Keeping your grass around three to four inches tall helps prevent the growth of weeds as well as provides a soft cushion for the feet.

This grass height can also shield the ground from any intense heat and preserve the cool temperature of the soil so that the roots of the grass remain unburnt. One more benefit to having this grass height is that water evaporation is lessened.

Garden Scissors on Grass

Adjust your lawnmower to a higher setting so that you can avoid accidentally cutting your grass too short. If you find four inches too long, you can easily go over the area again to keep the height at three inches.

You can also allow your clippings to fall back into the grass. The clippings eventually decay and provide nutrients to the soil, encouraging your grass to grow better.

– Fertilize Your Grass Wisely

Finding a great fertilizer for your lawn can be extremely rewarding. You will find that the right fertilizer at the right dosage can provide you with a lush verdant lawn. Care should be taken to ensure that the fertilizer is given once or twice a year, or according to the instructions.
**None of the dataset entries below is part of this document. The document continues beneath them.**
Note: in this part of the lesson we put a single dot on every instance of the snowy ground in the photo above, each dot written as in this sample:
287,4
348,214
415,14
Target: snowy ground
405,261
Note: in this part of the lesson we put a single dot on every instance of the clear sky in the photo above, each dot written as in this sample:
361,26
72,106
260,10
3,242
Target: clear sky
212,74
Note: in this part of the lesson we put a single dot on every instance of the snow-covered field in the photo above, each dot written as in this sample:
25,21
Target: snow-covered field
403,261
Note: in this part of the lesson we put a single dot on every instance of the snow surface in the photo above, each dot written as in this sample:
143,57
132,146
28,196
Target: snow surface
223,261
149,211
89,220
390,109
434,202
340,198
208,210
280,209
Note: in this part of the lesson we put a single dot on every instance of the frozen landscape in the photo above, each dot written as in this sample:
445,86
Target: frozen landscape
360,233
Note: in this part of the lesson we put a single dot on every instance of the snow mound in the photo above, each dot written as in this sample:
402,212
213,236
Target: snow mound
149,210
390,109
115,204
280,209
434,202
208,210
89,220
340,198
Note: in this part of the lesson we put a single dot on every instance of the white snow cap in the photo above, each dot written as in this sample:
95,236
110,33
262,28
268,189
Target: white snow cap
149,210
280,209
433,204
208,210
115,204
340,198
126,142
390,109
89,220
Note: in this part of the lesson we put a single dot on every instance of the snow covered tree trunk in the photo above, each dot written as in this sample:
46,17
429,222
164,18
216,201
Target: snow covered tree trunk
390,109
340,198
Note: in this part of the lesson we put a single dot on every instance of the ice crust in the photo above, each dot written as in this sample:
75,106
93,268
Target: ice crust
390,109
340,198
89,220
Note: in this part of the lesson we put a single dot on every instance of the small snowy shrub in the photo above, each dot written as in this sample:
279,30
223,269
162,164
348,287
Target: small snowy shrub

Too much fertilizer can encourage grass turf overgrowth, and can also cause chemical burns on your grass blades. One of the most convenient ways to apply fertilizer is to use a fertilizer spreader. This ensures a more even coverage, although you have to make sure all of your lawn has been fertilized for a balanced spread.

– Aerate Your Grass Regularly

We will only discuss lawn aeration briefly as the activity requires a separate guide. Healthy grass turf is a result of regular aeration, which provides the roots with a better environment to develop stronger. Ideally, aeration activities should be done around once a year, during the spring or the fall season.

Normally, aeration activities are done by professionals, although some experienced gardeners have been successful doing it on their own. Better circulation of air, water, and nutrients for the grass is the main objective of lawn aerations.


Can you level a yard without digging?

Yes, you can level a yard without digging by using techniques like topdressing or filling low spots with soil.

Do you water after leveling a yard?

It is recommended to water the yard after leveling to help settle the soil and aid in grass seed germination.

Is Leveling a Yard Necessary?

Yes, it is. Some experienced gardeners can easily level a large yard, raise yard level, or even flatten a bumpy yard.

Level ground in backyard areas can be the ideal setting for outdoor picnics and activities.

Leveling a Yard is Necessary

Leveling a sloped yard can also provide better garden conditions for plants, which is why some gardeners even prefer to level a yard by hand. This is so that they can get a better feel of how their yards will eventually look.

Providing endless hours of entertainment, relaxation, and pride, a well-groomed leveled backyard is a constant source of happiness for gardeners and their loved ones


Now that we’ve identified the tools and steps necessary in how to level a yard, let’s review what we’ve learned.

  • To level a yard, you’ll need to have the right tools or pieces of equipment.
  • The severity of your uneven lawn can call for different solutions.
  • Some shallow sunken areas can be easily leveled without major work.
  • Areas with deeper irregularities can require more tools, equipment, and work.
  • After you have leveled your lawn, it is best to keep it watered, fertilized, and trimmed regularly.

A beautiful lawn is one of the most precious things house owners can have. When cared for regularly, a gorgeous lawn provides endless hours of fun, frolic, and respite from the busy world, and to be perfectly honest, what more can we really ask for?